I also watched Nash publicly humiliate former Camp Administrator Benton in front of the inmates in T-Dorm in April 2020. Ms. Benton, who is white and who was one of the most competent and respected executives at the Camp, broke down in tears in front of these inmates after Nash’s tongue-lashing. She later transferred from FCI Talladega to another federal prison.
Based upon these behavioral observations and many other things, I know what Warden Nash and her sidekick, Unit Manager Destiney Lassiter/Brooks, are capable of. After officer R. Overton planted a phone charger in my dormitory locker on May 12, 2020 as instructed by one of his supervisors, Lt. E. Vaughan, Lassiter, and Nash joined Overton at my dorm. When Nash saw that Overton had completed his assigned mission, she clapped her hands in excitement and gleefully said, “We’ve got him now.”.
Thereafter, I was snatched out of the Camp and placed in the maximum security Special Housing Unit (SHU) at Talladega’s medium security prison where I was locked down 24 hours per day, 7 days per week. I was handcuffed whenever I was allowed to shower. This detention was two custody levels above my Camp-level incarceration. Interestingly, Lt. Vaughan had previously told SHU officers on April 27, 2020 that I was a “POW”, whatever that means.
Nash and Lassiter, both of whom are implicated in the OIG complaint, used a “management variable” technique to override my objective points for a return to custody at the Camp-level. They claimed that I possessed an item of contraband (i.e. the cellphone charger that was “planted” by Overton) and that I exhibited the greatest threat to the safety and operation of the prison. This technique allowed Nash and Lassiter to keep me in the SHU from May 12, 2020 to November 23, 2020. I was transferred to the U.S. Penitentiary in Atlanta on November 23, where I remain. The Atlanta facility is three custody levels above my Camp-level custody classification points.
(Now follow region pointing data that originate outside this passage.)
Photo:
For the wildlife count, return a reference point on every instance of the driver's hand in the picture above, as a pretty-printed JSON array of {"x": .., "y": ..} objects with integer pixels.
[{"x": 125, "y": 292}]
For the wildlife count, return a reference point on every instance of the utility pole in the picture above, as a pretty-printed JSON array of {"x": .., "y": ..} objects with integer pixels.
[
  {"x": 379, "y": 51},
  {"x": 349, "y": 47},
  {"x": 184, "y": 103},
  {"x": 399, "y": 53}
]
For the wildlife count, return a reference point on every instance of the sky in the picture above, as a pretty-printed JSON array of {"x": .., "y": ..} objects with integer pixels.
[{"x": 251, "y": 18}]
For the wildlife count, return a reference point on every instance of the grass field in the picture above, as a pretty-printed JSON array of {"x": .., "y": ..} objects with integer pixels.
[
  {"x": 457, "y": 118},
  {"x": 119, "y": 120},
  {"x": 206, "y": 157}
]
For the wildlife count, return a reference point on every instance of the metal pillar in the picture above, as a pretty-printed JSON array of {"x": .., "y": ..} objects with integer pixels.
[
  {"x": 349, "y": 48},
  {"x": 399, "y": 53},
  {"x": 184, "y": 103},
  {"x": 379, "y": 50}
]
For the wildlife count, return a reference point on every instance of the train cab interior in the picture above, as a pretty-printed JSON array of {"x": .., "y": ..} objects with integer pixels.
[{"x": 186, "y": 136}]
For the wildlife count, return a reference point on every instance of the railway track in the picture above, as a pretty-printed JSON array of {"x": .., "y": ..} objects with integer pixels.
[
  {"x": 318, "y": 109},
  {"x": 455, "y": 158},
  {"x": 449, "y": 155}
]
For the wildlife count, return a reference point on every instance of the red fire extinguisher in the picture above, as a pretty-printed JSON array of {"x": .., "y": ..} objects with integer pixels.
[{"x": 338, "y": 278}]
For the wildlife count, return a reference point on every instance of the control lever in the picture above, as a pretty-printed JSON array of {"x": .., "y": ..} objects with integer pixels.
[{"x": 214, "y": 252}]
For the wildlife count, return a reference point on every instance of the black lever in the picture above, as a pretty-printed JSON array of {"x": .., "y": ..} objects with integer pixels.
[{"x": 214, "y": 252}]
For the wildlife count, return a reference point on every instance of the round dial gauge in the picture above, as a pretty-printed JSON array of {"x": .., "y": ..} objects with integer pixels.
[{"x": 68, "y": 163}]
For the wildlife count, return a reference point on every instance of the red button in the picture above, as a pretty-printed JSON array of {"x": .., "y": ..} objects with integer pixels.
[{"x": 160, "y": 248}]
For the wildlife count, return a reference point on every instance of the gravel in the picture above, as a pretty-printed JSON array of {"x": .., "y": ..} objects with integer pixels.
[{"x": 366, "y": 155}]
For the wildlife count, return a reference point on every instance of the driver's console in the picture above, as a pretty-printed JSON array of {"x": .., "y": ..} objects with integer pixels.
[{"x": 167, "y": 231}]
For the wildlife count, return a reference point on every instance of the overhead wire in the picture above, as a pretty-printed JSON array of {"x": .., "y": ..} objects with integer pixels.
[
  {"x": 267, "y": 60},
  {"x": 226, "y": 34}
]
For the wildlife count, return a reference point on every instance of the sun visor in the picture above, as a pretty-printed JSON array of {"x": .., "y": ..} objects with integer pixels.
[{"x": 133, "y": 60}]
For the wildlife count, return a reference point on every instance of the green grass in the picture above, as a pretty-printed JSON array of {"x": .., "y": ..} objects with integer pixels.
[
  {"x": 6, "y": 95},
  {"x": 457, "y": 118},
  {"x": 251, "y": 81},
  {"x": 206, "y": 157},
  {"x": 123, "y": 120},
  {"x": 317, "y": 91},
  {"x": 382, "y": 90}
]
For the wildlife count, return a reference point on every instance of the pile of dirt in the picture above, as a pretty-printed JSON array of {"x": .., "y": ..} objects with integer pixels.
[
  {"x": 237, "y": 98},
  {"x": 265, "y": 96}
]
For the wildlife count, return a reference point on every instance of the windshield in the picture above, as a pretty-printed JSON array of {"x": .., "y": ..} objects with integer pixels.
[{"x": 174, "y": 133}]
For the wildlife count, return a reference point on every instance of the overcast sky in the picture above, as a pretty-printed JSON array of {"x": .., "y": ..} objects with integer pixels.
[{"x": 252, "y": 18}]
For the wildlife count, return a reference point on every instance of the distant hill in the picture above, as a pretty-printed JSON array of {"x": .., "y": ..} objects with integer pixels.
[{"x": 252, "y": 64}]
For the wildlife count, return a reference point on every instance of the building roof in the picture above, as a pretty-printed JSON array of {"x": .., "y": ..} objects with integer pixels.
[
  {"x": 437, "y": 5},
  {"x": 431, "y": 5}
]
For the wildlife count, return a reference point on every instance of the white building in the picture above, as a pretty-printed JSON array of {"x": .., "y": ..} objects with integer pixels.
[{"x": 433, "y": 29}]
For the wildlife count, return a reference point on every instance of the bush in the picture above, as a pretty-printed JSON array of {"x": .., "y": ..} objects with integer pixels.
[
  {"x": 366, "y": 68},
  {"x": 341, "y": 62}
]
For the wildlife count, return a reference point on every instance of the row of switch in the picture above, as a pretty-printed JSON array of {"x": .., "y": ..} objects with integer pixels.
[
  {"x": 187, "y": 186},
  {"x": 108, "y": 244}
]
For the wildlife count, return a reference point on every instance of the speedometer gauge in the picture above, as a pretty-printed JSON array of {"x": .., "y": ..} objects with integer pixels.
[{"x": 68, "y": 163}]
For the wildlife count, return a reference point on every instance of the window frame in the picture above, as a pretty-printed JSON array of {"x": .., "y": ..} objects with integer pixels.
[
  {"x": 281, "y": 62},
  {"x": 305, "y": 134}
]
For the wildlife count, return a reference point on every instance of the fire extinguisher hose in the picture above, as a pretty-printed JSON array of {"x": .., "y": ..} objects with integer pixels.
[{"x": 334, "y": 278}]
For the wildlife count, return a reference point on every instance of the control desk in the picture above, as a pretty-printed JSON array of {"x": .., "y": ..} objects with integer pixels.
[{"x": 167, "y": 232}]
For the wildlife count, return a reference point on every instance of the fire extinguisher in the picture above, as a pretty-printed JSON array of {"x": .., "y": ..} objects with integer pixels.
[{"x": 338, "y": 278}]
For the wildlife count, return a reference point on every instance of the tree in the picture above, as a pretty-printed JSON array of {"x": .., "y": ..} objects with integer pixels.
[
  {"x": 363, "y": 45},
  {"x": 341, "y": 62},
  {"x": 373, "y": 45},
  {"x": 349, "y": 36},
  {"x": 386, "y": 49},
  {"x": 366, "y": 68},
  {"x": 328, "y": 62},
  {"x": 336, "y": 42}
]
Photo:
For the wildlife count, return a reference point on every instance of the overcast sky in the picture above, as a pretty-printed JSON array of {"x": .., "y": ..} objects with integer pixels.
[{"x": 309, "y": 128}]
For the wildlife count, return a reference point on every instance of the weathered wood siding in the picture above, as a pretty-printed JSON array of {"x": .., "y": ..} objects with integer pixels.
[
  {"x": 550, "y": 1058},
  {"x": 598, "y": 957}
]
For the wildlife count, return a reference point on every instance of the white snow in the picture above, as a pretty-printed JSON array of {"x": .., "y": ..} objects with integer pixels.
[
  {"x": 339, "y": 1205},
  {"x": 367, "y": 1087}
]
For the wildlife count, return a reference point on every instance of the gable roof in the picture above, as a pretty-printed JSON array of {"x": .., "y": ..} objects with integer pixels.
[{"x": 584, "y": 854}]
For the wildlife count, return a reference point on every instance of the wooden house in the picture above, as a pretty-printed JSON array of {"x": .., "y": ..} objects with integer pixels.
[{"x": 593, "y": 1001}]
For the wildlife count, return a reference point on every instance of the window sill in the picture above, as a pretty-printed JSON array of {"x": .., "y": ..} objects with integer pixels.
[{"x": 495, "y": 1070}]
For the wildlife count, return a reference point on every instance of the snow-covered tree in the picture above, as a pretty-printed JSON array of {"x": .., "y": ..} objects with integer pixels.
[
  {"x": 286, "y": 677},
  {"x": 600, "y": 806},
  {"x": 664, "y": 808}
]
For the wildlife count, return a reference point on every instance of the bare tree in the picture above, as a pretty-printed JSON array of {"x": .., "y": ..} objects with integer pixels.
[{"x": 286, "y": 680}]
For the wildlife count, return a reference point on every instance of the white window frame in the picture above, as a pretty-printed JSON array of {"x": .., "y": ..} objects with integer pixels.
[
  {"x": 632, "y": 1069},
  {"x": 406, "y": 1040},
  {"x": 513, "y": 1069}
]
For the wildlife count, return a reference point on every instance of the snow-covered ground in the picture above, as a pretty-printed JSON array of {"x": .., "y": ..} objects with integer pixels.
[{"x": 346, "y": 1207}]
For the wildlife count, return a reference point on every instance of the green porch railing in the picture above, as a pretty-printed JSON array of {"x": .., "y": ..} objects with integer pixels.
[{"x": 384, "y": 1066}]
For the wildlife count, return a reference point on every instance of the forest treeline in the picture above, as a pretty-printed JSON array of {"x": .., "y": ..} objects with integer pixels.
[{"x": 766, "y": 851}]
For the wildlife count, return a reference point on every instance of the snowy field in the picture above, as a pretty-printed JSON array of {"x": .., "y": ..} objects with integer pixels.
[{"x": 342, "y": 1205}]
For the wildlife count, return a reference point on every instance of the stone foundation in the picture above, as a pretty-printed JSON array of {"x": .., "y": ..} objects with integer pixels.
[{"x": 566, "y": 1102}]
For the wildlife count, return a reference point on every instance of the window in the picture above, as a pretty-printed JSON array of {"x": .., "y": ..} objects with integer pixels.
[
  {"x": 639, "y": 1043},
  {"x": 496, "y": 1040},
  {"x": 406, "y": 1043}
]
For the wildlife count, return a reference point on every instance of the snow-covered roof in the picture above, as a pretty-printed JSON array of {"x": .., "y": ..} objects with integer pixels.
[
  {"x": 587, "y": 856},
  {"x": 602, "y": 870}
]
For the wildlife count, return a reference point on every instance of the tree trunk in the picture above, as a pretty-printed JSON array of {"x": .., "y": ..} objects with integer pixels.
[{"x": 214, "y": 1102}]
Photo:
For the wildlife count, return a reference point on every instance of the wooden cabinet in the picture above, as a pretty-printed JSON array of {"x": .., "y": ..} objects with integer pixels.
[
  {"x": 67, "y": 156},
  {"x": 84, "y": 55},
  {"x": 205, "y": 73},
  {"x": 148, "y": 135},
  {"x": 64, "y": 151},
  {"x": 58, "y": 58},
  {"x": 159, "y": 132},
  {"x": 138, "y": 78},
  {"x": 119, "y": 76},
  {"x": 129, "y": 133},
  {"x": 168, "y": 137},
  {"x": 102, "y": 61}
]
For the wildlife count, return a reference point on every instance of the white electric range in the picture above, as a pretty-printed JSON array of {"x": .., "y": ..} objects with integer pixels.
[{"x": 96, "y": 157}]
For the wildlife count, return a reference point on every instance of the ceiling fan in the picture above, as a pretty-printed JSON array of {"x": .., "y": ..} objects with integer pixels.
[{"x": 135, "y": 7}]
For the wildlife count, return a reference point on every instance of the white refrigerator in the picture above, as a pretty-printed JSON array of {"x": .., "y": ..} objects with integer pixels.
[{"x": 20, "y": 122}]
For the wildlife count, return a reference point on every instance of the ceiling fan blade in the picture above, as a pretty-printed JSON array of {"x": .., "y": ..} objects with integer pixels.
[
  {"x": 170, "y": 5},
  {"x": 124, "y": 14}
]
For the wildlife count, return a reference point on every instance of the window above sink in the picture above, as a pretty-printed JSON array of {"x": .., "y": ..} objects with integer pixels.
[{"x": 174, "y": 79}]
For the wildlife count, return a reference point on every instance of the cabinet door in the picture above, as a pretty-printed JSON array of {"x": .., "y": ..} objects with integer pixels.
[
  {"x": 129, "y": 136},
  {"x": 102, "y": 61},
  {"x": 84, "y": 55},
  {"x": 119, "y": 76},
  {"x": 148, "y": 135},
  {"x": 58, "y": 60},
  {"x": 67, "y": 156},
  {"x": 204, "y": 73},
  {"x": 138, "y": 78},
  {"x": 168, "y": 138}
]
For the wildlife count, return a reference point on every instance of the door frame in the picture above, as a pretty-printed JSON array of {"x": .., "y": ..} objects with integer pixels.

Even with the bogus cellphone charger infraction, my custody classification points are 8 points better than the number required for custody in a prison camp. What is more, my Bureau of Prisons’ PATTERN risk assessment score is a minus 16 for “general risk” and a minus 5 for “risk of violence” as of April 22, 2020. Yet, I am housed in a prison unit with convicted murderers, drug dealers, and armed robbers who are serving lifetime sentences. These inmates co-mingle with me on a regular basis, in violation of Bureau of Prison regulations.
Fortunately for me, I know how to stay safe in very hostile environments. I also have a gift for making new friends from diverse backgrounds. Finally, I also have the kind of evidence of contraband trafficking at FCI Talladega that would support a U.S. Senate/House Judiciary Committee investigation, as well as a federal grand jury probe into this misconduct. Obviously, Nash’s and Lassiter’s efforts to place me in harms way have not produced the results they desired. I survived.
The only question remaining for me is whether President Joe Biden’s DOJ will root out the cesspool of corruption at FCI Talladega. Time will tell.